MAIDUGURI: Four more girls kidnapped by Boko Haram militants last month have escaped their captors, the education commissioner for Nigeria's Borno state said on Wednesday, leaving 219 still missing.
The girls were taking exams at a secondary school in the remote northeastern village of Chibok on April 14 when the Islamist gunmen surrounded it, loaded 276 of them onto trucks and carted them off, according to official figures.
Fifty-three escaped shortly afterwards, say authorities in Borno state, which lies at the epicentre of the insurgency. Education commissioner Musa Inuwa declined to give further details of the escape of the four.

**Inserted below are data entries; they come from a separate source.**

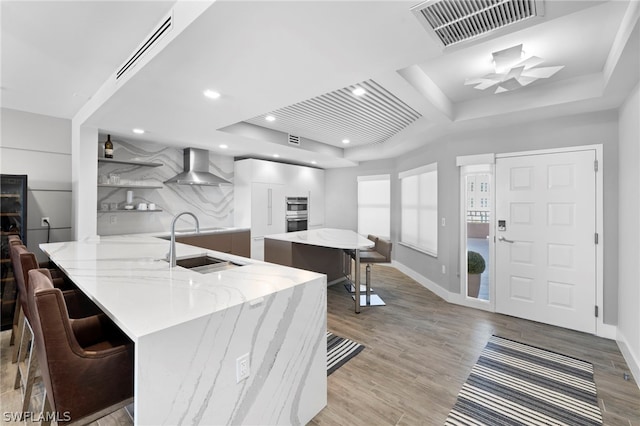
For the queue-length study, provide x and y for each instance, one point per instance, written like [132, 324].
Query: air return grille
[164, 27]
[335, 116]
[457, 20]
[294, 140]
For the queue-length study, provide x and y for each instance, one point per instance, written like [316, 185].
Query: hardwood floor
[419, 351]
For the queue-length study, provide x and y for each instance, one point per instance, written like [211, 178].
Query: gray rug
[517, 384]
[339, 351]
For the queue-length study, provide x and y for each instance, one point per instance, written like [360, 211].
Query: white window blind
[419, 208]
[374, 205]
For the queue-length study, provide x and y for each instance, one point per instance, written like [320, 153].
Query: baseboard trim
[607, 331]
[633, 360]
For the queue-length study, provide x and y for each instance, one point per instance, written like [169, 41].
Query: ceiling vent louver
[156, 35]
[454, 21]
[294, 140]
[371, 118]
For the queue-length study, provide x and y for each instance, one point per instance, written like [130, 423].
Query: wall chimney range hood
[196, 170]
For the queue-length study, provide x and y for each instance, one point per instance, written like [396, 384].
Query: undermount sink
[205, 264]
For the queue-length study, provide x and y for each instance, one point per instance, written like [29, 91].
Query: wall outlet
[243, 369]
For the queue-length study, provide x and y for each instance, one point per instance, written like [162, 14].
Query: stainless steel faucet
[172, 247]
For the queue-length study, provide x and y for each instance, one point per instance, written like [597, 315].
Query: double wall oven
[297, 213]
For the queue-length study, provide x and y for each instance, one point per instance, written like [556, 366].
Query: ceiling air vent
[454, 21]
[294, 140]
[164, 27]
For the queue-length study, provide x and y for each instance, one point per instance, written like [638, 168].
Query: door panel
[546, 256]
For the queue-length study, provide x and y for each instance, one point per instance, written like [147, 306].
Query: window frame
[422, 205]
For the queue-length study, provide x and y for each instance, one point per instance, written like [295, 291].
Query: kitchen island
[190, 328]
[324, 250]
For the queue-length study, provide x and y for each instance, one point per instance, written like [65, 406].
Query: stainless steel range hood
[196, 170]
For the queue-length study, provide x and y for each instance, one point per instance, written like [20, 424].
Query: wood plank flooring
[419, 351]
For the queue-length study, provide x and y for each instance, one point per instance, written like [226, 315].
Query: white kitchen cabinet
[256, 182]
[267, 214]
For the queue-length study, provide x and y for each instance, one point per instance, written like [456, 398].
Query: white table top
[326, 237]
[129, 279]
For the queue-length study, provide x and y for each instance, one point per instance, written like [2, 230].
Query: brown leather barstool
[86, 364]
[23, 262]
[381, 253]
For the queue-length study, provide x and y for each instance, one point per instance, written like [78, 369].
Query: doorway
[546, 246]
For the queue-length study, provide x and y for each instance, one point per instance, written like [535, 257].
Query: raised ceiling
[264, 57]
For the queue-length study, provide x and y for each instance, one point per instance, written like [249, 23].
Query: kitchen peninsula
[320, 250]
[190, 328]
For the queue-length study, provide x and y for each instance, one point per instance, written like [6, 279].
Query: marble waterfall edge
[284, 335]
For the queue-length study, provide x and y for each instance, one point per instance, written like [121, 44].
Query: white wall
[40, 147]
[629, 239]
[584, 129]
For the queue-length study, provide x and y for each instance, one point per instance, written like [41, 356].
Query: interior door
[545, 230]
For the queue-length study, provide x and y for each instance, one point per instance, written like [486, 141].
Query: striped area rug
[339, 351]
[517, 384]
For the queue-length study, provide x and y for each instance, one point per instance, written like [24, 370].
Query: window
[374, 205]
[419, 208]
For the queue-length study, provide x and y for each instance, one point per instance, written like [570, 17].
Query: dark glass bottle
[108, 148]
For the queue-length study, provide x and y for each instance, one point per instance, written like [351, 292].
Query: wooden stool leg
[368, 284]
[16, 323]
[32, 369]
[46, 410]
[19, 335]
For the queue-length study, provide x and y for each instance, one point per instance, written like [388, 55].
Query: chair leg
[19, 334]
[368, 284]
[46, 410]
[16, 323]
[23, 348]
[32, 369]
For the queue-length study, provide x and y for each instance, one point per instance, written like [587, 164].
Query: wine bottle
[108, 148]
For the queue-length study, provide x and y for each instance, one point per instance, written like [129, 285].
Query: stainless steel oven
[297, 213]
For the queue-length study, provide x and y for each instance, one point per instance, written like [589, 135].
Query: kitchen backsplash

The girls' abduction shone an international spotlight on the the militants, whose violent struggle for an Islamic state in northern Nigeria has killed thousands and turned them into the biggest threat to security in Africa's top oil-producing state.
From being a religious movement opposed to Western culture Boko Haram means "Western education is a sin" in the northern Hausa language the sect has emerged as a well-armed insurrection with a growing thirst for blood.
Chief of Defence Staff Air Marshal Alex Badeh said on Tuesday the military knew where the abducted girls were but ruled out a rescue by force for fear of endangering them.
Most officials think any raid to rescue them would run a high risk that the girls would be killed by their captors Boko Haram has repeatedly showned ruthlessness in targeting civilians.